The musical by John Kander and the late Fred Ebb (“Chicago,” “Cabaret”) has had a series of false starts and near misses since its 2001 premiere at Chicago’s Goodman Theater, where it opened to mixed reviews. Following a 2008 revival at Virginia’s Signature Theater, the tuner has taken on fresh collaborators in director John Doyle and choreographer Graciela Daniele, as well as a new leading man, Roger Rees, to star opposite Rivera, who’s been with the project all along in the killer lead role.

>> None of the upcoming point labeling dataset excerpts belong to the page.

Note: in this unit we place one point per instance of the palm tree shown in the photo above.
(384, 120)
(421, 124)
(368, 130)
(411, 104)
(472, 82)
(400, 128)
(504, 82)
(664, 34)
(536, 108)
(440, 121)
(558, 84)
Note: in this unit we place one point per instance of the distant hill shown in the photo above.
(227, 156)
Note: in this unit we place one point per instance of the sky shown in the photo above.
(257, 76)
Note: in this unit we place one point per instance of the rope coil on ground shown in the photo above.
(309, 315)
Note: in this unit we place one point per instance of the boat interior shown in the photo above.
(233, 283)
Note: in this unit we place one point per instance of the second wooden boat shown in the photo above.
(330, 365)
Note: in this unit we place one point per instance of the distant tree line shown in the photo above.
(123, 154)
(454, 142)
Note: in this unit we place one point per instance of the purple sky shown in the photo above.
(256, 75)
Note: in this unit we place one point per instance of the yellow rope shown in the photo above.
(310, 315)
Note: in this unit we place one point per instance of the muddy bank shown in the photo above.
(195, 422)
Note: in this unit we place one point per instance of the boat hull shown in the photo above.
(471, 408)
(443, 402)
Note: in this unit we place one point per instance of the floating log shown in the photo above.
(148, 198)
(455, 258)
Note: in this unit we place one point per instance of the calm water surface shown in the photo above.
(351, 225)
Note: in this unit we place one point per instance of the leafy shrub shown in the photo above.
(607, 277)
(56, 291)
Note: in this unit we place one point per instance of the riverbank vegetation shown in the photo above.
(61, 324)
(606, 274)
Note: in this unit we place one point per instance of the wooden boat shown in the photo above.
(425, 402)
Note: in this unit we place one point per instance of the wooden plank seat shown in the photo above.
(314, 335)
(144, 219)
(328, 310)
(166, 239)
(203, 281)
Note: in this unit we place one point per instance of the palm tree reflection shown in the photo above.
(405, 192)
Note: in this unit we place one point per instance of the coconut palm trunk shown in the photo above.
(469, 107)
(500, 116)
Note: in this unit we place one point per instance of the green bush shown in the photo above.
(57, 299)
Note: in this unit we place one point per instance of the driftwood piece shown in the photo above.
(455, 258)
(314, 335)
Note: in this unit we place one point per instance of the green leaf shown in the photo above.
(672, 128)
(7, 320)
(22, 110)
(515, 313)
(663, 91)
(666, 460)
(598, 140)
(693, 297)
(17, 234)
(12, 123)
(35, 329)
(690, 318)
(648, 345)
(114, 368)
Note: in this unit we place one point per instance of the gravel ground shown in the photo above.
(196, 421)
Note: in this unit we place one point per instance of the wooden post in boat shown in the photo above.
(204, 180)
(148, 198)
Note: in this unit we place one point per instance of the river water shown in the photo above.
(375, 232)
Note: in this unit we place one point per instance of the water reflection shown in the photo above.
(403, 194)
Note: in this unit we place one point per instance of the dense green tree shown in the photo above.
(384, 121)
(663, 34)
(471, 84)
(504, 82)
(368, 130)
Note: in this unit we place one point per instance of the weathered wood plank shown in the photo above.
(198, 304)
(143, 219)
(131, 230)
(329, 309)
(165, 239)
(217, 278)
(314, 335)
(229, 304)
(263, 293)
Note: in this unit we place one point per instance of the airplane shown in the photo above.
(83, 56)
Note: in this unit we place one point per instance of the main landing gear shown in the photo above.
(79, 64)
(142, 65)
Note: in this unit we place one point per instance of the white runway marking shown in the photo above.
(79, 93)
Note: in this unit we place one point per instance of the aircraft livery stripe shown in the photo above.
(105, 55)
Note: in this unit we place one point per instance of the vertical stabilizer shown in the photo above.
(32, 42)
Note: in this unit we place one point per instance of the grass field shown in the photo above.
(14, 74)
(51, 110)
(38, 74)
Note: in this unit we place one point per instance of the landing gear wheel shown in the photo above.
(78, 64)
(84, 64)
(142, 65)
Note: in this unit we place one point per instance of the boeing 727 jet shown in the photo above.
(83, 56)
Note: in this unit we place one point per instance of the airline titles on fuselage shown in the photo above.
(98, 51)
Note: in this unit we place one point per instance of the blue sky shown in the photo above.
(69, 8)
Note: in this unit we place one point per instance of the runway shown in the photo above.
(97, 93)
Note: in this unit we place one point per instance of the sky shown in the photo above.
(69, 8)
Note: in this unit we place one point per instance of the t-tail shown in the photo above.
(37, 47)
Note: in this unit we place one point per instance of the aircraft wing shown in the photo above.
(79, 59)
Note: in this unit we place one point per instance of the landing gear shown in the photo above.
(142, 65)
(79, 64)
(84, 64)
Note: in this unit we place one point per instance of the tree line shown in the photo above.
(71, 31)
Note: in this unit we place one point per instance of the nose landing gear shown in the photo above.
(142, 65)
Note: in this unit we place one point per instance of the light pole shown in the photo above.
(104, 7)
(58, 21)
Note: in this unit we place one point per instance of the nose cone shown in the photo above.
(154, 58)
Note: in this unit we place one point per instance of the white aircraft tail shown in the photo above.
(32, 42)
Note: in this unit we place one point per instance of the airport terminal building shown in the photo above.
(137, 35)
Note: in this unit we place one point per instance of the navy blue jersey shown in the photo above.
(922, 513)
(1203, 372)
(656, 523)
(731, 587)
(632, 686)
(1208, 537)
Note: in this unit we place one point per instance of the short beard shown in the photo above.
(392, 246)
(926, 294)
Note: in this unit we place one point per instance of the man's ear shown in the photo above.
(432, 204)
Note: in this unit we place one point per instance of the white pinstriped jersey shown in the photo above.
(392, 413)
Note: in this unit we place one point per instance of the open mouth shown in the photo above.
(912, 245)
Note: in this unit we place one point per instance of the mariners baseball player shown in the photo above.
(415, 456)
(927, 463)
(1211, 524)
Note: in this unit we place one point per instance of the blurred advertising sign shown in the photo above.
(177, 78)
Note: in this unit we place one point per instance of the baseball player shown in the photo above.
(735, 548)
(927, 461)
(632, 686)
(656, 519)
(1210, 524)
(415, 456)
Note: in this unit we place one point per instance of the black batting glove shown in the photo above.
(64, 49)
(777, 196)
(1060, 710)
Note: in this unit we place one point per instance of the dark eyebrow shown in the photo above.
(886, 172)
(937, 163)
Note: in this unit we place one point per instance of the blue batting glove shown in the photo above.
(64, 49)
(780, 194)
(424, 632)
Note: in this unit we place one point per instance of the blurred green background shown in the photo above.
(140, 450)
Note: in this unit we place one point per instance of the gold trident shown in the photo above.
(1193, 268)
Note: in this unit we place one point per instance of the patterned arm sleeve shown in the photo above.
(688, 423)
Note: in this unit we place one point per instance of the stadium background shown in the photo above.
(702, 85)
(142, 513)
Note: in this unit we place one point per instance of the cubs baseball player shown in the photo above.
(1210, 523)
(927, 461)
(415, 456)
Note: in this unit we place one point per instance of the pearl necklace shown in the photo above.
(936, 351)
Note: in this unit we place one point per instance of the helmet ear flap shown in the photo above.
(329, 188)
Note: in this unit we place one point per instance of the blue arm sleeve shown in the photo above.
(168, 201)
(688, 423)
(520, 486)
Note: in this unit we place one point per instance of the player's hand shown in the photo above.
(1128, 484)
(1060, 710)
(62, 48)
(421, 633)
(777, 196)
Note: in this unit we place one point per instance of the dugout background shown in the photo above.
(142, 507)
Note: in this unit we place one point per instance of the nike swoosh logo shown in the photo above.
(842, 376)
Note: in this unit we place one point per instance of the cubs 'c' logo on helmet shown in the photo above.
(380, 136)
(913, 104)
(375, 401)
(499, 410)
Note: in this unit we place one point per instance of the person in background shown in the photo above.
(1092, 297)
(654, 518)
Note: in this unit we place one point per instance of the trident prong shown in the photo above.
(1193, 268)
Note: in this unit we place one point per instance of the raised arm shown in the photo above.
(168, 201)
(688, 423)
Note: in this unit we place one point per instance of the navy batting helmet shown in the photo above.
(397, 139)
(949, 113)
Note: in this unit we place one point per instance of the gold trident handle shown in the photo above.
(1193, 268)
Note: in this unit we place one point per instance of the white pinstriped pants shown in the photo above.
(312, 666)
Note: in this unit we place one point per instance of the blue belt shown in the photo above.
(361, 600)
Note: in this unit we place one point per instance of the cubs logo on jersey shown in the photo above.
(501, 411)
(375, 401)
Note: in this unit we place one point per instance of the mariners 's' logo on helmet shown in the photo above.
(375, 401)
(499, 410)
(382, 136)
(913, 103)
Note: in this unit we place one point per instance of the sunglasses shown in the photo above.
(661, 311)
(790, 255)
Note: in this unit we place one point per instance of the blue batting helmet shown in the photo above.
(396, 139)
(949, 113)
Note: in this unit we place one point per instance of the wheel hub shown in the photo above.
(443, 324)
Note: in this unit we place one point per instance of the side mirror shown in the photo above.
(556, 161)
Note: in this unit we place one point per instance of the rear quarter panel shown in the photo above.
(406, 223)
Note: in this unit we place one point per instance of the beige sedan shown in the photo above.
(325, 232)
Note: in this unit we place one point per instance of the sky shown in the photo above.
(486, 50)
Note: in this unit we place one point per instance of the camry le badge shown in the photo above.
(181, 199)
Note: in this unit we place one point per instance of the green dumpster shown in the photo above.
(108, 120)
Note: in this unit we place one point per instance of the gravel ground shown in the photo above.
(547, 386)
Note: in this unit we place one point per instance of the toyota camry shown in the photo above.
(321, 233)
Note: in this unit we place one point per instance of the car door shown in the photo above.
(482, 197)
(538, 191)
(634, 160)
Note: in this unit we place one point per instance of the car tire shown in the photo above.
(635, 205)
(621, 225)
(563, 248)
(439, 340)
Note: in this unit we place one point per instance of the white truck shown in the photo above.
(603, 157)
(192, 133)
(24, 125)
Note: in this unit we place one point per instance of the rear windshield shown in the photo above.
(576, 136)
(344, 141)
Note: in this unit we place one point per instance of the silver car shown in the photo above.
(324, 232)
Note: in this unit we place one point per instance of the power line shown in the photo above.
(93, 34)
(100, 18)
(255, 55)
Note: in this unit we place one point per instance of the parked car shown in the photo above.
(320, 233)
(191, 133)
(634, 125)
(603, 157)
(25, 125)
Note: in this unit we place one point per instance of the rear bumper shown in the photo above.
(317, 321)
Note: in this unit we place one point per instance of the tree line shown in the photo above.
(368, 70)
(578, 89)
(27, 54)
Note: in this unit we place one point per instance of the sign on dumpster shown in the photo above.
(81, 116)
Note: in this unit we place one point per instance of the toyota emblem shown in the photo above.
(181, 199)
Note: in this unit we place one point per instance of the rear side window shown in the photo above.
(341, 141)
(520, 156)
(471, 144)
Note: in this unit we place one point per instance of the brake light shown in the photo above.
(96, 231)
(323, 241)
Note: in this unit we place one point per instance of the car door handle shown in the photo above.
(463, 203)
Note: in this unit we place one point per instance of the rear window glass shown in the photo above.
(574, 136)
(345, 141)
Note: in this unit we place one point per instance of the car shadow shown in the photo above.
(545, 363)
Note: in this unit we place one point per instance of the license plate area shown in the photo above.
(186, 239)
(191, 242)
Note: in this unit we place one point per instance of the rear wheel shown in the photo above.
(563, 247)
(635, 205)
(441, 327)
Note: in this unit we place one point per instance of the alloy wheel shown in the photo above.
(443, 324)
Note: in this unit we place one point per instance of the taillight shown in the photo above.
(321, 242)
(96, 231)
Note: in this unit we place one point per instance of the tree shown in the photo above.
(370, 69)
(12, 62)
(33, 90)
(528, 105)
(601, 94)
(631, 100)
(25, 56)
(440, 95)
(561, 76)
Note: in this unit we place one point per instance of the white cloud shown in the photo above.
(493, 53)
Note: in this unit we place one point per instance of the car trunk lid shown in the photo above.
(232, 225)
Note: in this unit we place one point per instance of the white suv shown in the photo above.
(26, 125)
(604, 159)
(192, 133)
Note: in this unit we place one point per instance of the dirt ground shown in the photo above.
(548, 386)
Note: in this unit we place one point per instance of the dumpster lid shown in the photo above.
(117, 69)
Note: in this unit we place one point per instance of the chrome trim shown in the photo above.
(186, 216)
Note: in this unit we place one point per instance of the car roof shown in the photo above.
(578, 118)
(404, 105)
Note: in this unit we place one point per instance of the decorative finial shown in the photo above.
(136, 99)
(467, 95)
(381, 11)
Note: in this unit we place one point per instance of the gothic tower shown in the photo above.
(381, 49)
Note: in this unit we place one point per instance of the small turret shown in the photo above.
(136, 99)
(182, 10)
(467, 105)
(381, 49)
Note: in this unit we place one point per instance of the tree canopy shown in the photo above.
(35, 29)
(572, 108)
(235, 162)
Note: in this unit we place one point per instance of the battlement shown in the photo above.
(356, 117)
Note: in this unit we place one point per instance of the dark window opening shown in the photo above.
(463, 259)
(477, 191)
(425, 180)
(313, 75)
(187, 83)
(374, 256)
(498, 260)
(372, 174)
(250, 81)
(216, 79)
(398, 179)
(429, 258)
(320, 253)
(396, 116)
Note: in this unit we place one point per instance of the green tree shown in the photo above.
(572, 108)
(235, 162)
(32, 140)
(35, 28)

Dressed here in Ann Hould Ward’s ice-queen outfits, Rivera is the lioness in winter: magisterial, cunning and absolutely frozen in her mission as Claire returns to the poor, post-war European town of her youth, offering the gift of her billions.
But there’s a catch for the desperate town that once shunned her. In exchange for the money, she wants the life of Anton (Rees), the man who did her wrong when she was 17 and who is now an old, failed shopkeeper with a miserable wife Matilde (Judy Kuhn) and grown children (Melanie Field, Jude McCormick).
Terrence McNally’s book mostly follows Friedrich Durrenmatt’s dark and disturbing 1956 play about revenge, greed and hypocrisy. But McNally and Doyle give it a love story that spans the ages, however macabre: A couple (Michelle Veintimilla, John Bambery) represent Claire and Anton when they were young and happy, and remain on stage almost throughout as a constant reminder of a passion that will not fade. This Claire struggles with her romantic soul, too, in her own way.
Kander and Ebb’s score balances the cynical story with showbiz savvy, atmospheric motifs and lilting ballads. There’s a haunting song, “Love and Love Alone,” in which the older Claire sublimely dances with her younger self, and “Yellow Shoes,” terrifically staged by Daniele, is a chilling razzmatazz number that’s as good as any from “Cabaret,” “Chicago” or “The Scottsboro Boys.”
But Anton’s songs aren’t top drawer, and a song of shame by the schoolmaster (Jason Danieley) comes well after we know where he stands. Other musical opportunities are missed along the way: Anton’s scene with his daughter begs for a song, but instead we get a family-outing number with little emotional impact.
Despite the weakness of some of his material, Rees gives a powerful and complex performance as Anton goes from village loser to potential hero, before meeting his fate with fear, resignation and grace. The cast of strong singers is first-rate in roles that are more archetypical and symbolic than substantial.